(Bloomberg) -- U.S. financials are still nursing their June hangover.
The Financial Select Sector SPDR exchange-traded fund is trading to the downside yet again in early trading Monday, weighed down by Citigroup and Bank of America. The drop follows the KBW Bank Index’s dramatic Friday that delivered the biggest intraday reversal -- from up as much as 2.1 percent to ending in negative territory -- since Aug. 25, 2015. The measure sank 1.9 percent for the month.
The August 2015 reversal proved the culmination of an inauspicious streak of selling that saw the S&P 500 Index fall more than 10 percent in six sessions as the aftershocks of China’s devaluation of the yuan roiled markets. The financials were up more than 3 percent and proceeded to finish down 1.7 percent that day.

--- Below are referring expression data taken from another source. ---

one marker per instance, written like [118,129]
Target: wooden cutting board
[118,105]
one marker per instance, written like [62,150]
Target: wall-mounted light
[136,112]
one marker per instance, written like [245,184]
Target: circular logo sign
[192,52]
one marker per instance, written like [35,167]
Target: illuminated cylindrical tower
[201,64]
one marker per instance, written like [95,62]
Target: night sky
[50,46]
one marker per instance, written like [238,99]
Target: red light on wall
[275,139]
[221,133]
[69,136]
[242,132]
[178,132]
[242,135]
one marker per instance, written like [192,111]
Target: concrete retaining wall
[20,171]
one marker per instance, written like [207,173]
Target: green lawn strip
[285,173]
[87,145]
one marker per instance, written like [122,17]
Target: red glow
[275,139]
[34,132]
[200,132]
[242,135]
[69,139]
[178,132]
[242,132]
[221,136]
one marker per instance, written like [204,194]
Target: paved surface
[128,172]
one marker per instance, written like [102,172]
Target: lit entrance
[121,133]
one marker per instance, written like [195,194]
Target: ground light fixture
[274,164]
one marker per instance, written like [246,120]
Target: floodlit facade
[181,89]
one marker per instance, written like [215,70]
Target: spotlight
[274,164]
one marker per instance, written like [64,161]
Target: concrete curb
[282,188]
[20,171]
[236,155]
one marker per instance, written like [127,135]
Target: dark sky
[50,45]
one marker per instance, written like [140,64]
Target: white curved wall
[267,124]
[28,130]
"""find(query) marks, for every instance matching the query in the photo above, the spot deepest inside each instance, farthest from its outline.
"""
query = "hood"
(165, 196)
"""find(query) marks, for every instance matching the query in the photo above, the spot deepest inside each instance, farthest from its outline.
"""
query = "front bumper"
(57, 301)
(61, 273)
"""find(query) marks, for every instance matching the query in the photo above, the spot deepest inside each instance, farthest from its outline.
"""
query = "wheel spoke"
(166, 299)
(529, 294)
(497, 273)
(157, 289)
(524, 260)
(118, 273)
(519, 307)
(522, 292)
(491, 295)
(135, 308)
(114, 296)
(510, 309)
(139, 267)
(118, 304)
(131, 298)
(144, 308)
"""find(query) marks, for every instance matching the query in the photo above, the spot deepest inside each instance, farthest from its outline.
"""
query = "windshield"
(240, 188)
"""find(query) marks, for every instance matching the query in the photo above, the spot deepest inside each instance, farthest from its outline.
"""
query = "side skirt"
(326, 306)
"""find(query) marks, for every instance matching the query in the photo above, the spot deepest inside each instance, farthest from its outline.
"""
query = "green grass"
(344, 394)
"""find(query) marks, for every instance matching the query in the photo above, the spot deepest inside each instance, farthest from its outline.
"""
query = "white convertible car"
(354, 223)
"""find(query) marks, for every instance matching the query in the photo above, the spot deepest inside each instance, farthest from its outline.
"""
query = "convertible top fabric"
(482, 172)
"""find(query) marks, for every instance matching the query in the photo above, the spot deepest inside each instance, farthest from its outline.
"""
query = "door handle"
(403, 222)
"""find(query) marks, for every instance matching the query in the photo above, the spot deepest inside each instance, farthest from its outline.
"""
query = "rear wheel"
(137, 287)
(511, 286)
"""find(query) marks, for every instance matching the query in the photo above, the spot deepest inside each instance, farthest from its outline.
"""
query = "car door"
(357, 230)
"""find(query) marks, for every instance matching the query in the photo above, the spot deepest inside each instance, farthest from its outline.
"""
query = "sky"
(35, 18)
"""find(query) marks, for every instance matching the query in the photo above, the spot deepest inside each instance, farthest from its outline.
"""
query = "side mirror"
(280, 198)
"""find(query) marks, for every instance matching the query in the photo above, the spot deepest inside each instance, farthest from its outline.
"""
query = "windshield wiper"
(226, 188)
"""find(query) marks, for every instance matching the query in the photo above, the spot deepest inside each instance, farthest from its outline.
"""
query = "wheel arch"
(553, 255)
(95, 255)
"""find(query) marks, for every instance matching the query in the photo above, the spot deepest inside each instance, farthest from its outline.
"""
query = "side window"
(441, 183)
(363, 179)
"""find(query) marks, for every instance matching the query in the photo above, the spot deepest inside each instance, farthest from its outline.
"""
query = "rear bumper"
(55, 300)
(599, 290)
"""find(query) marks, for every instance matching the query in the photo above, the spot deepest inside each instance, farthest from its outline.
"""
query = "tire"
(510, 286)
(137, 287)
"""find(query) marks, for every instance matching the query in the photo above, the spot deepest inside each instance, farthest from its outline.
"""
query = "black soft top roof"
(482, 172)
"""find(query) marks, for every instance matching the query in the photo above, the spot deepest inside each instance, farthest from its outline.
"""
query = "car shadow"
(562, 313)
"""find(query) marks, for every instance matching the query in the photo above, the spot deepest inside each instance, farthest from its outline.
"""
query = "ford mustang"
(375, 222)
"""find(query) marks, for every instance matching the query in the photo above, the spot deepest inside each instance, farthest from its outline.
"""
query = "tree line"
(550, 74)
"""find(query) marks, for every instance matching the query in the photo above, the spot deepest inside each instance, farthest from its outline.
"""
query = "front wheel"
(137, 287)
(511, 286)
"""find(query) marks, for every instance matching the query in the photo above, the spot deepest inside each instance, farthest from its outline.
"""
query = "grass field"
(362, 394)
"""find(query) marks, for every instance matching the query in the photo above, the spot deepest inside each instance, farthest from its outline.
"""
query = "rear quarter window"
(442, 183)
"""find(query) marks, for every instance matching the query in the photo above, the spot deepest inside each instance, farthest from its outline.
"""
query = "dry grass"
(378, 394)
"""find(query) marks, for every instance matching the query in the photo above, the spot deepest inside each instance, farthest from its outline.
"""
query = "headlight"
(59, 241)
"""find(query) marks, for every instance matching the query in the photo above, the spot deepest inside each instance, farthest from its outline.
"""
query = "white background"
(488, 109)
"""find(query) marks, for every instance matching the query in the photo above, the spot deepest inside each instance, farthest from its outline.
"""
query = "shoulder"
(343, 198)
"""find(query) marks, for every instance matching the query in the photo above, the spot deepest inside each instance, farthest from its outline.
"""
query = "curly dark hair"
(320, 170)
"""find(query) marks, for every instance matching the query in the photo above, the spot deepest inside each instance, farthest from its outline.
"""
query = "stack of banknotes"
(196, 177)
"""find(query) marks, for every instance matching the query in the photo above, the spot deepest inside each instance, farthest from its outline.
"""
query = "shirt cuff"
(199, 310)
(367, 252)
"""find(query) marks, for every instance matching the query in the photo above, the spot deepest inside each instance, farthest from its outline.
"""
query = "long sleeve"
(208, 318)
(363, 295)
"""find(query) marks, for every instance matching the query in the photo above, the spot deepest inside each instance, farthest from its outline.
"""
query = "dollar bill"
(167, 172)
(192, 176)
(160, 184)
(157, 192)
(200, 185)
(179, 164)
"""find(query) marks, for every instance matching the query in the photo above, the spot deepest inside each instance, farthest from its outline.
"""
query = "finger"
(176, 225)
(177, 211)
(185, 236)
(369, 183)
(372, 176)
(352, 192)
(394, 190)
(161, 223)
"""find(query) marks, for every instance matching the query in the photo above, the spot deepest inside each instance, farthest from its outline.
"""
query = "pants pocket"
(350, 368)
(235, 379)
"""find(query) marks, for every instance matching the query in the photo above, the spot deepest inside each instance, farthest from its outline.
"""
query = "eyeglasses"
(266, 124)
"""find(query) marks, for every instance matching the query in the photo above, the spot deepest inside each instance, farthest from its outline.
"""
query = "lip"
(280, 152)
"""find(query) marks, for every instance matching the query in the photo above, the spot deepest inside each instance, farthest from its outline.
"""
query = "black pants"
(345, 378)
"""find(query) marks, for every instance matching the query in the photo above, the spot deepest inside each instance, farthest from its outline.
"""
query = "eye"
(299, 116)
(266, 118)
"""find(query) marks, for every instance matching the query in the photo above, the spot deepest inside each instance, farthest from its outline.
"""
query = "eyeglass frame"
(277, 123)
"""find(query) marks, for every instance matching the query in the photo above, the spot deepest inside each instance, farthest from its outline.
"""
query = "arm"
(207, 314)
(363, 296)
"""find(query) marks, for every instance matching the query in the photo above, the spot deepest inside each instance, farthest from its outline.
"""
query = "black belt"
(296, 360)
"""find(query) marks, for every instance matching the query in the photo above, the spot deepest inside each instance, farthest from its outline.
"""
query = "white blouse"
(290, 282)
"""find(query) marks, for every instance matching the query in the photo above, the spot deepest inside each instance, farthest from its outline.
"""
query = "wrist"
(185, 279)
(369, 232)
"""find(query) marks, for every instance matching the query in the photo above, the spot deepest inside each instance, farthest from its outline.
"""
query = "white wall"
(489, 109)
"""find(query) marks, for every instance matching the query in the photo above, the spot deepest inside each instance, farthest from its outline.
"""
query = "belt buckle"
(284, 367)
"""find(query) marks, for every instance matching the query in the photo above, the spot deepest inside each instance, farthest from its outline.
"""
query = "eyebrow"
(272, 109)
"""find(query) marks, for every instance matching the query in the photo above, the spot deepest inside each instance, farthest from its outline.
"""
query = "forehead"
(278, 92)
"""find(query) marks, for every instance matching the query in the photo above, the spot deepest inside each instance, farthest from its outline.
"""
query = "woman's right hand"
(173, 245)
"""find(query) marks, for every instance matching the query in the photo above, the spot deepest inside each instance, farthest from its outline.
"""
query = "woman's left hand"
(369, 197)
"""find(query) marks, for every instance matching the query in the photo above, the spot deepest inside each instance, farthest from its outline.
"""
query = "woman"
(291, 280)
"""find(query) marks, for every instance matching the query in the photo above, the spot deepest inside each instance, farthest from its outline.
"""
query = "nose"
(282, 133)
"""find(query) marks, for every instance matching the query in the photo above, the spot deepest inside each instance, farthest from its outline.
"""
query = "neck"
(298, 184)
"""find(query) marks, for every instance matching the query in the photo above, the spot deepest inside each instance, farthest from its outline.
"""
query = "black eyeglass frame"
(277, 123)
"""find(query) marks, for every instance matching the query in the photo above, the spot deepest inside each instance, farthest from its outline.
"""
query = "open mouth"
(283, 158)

Friday’s swoon in the banks, however, proved much more perplexing to strategists, as it occurred amid a modest rise in 10-year Treasury yields and a marginally steeper yield curve.
Dave Lutz, head of ETFs at JonesTrading Institutional Services, said that end of quarter selling afflicted the financials, with portfolio managers dumping the group to avoid having to explain to clients why they own them.
And with the 10-year yield moving lower and spread between two and 10-year Treasuries back to narrowing on Monday, the group is under pressure again. The KBW Bank Index was down more than 0.7 percent in early trading before paring most of its losses by 10:15 a.m. New York Time. Weak economic data out of China and intensifying trade rhetoric added to Monday’s selling in equities around the world.